Back in 1953, when the Port of Portland first started handling autos, each car was loaded off of the ships – one by one – using a crane. These days, vehicles are driven off and on the ships, which resemble giant floating parking garages. It is much more efficient and with a very low incidence of damage or injuries.
That’s not the only thing that has changed.
Just a few short years ago, the Port was the second largest auto import gateway on the U.S. West Coast and fifth largest in the nation, but its auto export totals were close to zero. Today, exports comprise approximately 20% of the Port’s total auto volumes. In 2014, nearly 50,000 Ford vehicles were exported through the Port, which represented a 400% increase from 2013.

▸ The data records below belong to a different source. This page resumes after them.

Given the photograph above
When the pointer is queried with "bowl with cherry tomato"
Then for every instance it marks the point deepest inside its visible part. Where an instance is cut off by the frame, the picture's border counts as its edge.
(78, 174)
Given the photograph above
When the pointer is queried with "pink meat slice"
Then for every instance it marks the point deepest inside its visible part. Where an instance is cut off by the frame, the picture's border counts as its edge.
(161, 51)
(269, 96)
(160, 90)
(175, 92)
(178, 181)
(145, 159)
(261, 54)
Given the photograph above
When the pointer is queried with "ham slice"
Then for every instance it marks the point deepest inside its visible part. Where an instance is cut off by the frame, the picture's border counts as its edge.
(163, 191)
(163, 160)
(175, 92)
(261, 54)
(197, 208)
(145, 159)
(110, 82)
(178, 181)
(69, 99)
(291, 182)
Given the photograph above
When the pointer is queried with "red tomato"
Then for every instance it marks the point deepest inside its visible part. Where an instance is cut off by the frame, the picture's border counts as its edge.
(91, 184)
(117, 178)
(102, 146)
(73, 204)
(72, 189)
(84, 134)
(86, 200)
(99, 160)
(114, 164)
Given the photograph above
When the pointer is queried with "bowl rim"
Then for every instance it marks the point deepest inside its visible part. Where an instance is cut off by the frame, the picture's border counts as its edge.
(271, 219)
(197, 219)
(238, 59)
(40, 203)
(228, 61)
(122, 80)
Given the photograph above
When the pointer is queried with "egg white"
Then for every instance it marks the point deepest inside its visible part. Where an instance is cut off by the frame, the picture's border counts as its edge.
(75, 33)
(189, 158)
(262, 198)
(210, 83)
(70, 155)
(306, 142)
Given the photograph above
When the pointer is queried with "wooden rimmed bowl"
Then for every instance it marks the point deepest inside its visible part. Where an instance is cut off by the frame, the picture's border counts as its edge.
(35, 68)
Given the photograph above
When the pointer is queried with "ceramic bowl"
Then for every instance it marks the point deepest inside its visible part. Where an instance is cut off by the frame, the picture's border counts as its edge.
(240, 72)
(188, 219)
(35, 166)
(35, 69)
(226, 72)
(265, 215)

Strong and growing demand for Ford vehicles in Korea, China and in other international markets was demonstrated by the recent announcement out of Dearborn, Michigan that the iconic Mustang would be shipped globally for the first time. Portland was featured prominently in the announcement as the export gateway for the first shipment.
Auto exports and imports at the Port support more than 500 local jobs that pay above average wages. On the import side, vehicles are accessorized for the North American market by local workers in Portland before being delivered to dealerships. They are also ‘homologated’ in Portland before export to meet the different standards required or desired in Korea and China.
Portland is ideally suited to handle autos, offering a great track record, capacity to grow, a skilled workforce and excellent transportation infrastructure to handle imports and exports. Autos continue to be an important part of the Port’s diverse marine cargo portfolio, which also includes containers, grain, minerals, steel, liquids and project cargo.